Mais c’est en 1720, peu avant de mourir, qu’il réalise son chef-d’œuvre le plus parisien, L’Enseigne de Gersaint, visible brièvement sur le pont Notre-Dame.
Le 15 juin 1722, Louis XV décide de retourner a Versailles et quitte Paris, une ville qu’il connaît parfaitement pour l’avoir parcourue souvent pendant sept ans. Le 25 octobre, il est sacré à Reims. L’année suivante, un nouveau lit de Justice vient officialiser sa majorité, le 22 février 1723 : c’est la fin de la Régence. Philippe d’Orléans garde néanmoins le pouvoir avec Guillaume Dubois, devenu Premier ministre. Mais celui-ci meurt le 10 août suivant. Le 3 décembre, l’ancien Régent décède à son tour. La page est définitivement tournée.
Philippe d’Orléans laisse un pays en paix, des finances restaurées et une monarchie consolidée. Il laisse aussi l’image persistante et brouillée d’un libertin, esprit impénétrable et libre jusqu’à l’excès, viscéralement attaché à ses plaisirs, à la peinture, à la musique et à Paris.
Cette exposition, qui ne manque pas d’intérêt, dure jusqu’au 25 février 2024. Certes, elle aborde principalement les puissants et leur entourage, l’ouverture sociale n’étant pas à l’ordre du jour de la Régence même si quelques timides Lumières commençaient à percer. Mais elle souligne aussi que Paris est redevenue en quelques années une place politique et culturelle de premier plan, rôle qu’elle conservera tout au long du 18e siècle.
Pour en savoir plus, on peut consulter le dossier de presse de l’exposition.

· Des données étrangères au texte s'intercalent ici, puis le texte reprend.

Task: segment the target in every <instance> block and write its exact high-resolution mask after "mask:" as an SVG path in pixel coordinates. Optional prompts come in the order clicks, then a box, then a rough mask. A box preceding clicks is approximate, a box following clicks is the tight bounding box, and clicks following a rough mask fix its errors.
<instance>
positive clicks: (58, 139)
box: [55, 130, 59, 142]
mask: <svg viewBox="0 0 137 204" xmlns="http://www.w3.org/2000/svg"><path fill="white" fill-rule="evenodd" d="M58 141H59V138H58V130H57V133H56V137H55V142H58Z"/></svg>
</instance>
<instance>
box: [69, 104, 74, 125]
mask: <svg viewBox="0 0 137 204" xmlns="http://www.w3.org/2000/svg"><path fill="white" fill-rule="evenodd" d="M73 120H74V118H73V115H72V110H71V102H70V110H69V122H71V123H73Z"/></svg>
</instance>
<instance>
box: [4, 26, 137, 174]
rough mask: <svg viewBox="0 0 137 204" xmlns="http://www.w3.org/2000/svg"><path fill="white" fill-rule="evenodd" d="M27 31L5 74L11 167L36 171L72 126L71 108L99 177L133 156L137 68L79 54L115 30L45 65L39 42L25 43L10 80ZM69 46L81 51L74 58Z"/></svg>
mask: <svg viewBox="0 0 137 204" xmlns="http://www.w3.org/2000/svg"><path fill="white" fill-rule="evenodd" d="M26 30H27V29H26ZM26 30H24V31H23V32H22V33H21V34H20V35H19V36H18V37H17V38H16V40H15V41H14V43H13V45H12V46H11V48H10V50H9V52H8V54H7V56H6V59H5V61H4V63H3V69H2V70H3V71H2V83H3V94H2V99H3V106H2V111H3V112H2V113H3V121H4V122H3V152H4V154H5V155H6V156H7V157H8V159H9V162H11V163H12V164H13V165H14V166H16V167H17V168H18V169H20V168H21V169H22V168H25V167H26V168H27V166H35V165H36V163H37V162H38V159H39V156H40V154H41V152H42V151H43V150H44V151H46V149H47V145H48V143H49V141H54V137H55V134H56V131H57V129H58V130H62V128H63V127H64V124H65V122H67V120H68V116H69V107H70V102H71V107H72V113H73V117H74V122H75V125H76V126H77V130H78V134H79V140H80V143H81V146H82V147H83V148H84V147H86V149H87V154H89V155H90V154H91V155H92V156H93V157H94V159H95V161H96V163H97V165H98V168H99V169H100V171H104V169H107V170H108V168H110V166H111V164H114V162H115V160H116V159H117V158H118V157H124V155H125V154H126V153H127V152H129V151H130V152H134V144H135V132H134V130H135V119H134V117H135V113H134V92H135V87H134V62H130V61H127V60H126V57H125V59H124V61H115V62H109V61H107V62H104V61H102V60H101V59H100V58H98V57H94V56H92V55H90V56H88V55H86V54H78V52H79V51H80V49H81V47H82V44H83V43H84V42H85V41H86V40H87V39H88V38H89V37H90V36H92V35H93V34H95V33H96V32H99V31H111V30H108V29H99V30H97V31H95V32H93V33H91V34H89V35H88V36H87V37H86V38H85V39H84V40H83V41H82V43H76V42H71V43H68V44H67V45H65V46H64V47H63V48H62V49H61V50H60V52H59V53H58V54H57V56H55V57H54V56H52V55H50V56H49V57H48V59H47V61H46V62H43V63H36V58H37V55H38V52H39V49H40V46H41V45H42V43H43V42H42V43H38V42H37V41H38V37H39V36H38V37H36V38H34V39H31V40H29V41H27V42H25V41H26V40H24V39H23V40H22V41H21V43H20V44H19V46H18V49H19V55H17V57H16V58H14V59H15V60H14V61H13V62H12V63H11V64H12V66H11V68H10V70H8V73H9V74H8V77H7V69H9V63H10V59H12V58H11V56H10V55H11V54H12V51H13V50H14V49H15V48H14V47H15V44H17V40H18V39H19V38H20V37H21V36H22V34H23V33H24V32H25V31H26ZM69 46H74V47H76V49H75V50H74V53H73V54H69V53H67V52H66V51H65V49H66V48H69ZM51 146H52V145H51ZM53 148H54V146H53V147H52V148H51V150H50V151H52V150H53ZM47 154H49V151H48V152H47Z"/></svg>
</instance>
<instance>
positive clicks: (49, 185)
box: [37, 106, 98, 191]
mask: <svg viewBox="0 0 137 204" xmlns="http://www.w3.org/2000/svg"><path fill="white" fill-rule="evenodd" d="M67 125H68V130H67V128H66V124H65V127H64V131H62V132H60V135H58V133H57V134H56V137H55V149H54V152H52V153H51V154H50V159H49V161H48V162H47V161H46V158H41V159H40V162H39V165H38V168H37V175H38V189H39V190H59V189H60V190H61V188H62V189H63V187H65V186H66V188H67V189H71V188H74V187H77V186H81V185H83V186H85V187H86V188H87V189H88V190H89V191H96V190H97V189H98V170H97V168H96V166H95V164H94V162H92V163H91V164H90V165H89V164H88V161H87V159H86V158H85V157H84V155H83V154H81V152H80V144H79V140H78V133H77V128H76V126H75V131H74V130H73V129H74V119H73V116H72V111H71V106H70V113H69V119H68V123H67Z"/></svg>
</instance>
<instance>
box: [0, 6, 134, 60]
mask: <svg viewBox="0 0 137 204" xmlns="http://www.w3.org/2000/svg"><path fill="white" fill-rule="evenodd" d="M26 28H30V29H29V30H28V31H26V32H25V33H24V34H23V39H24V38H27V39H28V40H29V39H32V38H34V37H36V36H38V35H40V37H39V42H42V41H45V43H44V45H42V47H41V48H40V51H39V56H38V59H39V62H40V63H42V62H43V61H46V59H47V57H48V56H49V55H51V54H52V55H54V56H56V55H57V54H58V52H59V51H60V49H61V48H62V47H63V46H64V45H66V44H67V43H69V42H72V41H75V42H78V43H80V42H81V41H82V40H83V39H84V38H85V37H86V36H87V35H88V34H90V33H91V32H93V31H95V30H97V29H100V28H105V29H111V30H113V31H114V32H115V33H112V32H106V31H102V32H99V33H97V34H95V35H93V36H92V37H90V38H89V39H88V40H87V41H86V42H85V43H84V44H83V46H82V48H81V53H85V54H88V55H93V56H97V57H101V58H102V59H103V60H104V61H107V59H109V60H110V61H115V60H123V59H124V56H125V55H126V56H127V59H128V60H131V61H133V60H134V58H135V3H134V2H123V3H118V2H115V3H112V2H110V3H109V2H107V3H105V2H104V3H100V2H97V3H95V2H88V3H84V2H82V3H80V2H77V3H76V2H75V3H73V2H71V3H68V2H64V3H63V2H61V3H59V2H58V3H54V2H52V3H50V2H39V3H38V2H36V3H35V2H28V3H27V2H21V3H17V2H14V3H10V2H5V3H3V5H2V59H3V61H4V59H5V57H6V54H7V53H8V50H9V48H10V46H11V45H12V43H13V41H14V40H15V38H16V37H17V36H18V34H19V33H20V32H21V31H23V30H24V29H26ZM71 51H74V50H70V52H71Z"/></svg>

En lien avec l’exposition, les visiteurs sont invités à prolonger la découverte de l’histoire de la Régence avec les décors d’époque Régence de la Banque de France, réalisés entre 1713 et 1719. Dans un cadre privilégié, la Galerie dorée ainsi que la salle du Conseil et la salle à manger du Conseil sont exceptionnellement ouvertes à la visite.
La Galerie dorée est abritée au sein même du siège de la Banque de France, dans l’hôtel de Toulouse. Ses dorures, ses tableaux, sa boiserie et son impressionnante fresque datant du 17e siècle font de cette galerie l’une des plus somptueuses de France et la pièce emblématique de l’hôtel de Toulouse.
Après sa construction par François Mansart durant la première moitié du 17e siècle, pour Louis Phélypeaux de La Vrillière, Secrétaire d’État de Louis XIII, l’édifice qui était conçu comme un écrin fastueux fut racheté en 1713 par le comte de Toulouse, fils illégitime de Louis XIV et madame de Montespan. Saisi sous la Révolution, l’hôtel particulier est finalement acquis par la Banque de France en 1808 pour y installer son siège social.
Les occasions de visiter de tels joyaux du patrimoine sont suffisamment rares pour qu’on se réserve immédiatement un créneau et qu’on se précipite à l’hôtel de Toulouse par un samedi matin tempêtueux. Je m’attendais à ce qu’il y ait de l’affluence, mais nous sommes quasiment seuls et les agents de sécurité nous accueillent avec beaucoup de gentillesse, ça change des musées parisiens (au sens large).
Le parcours nous mène d’abord, au premier étage, à la salle du conseil d’administration et à sa salle à manger. Il faut y observer les décors muraux et les objets d’art.
Puis on pénètre dans la Galerie dorée qui a été restaurée il y a quelques années. Le décor est impressionnant, dix tableaux et quatre statues habillent les murs, alors qu’une fresque couvrant tout le plafond nous raconte l’histoire de Louis XIII et d’Anne d’Autriche sous le couvert de divinités mythologiques.
On n’est pas obligé d’aimer le style Régence et ses aspects parfois un peu clinquants, mais il faut reconnaître le magnifique travail de restauration accompli pour redonner tout son lustre à cette galerie. Cette video pourra vous en convaincre.
Il faut réserver un billet (gratuit) sur le site de Paris Musées et, en principe, présenter un billet d’entrée à l’exposition du musée Carnavalet. Ces visites couplées ne se font que les premiers samedis des mois de novembre, décembre, janvier et février, alors ne tardez pas.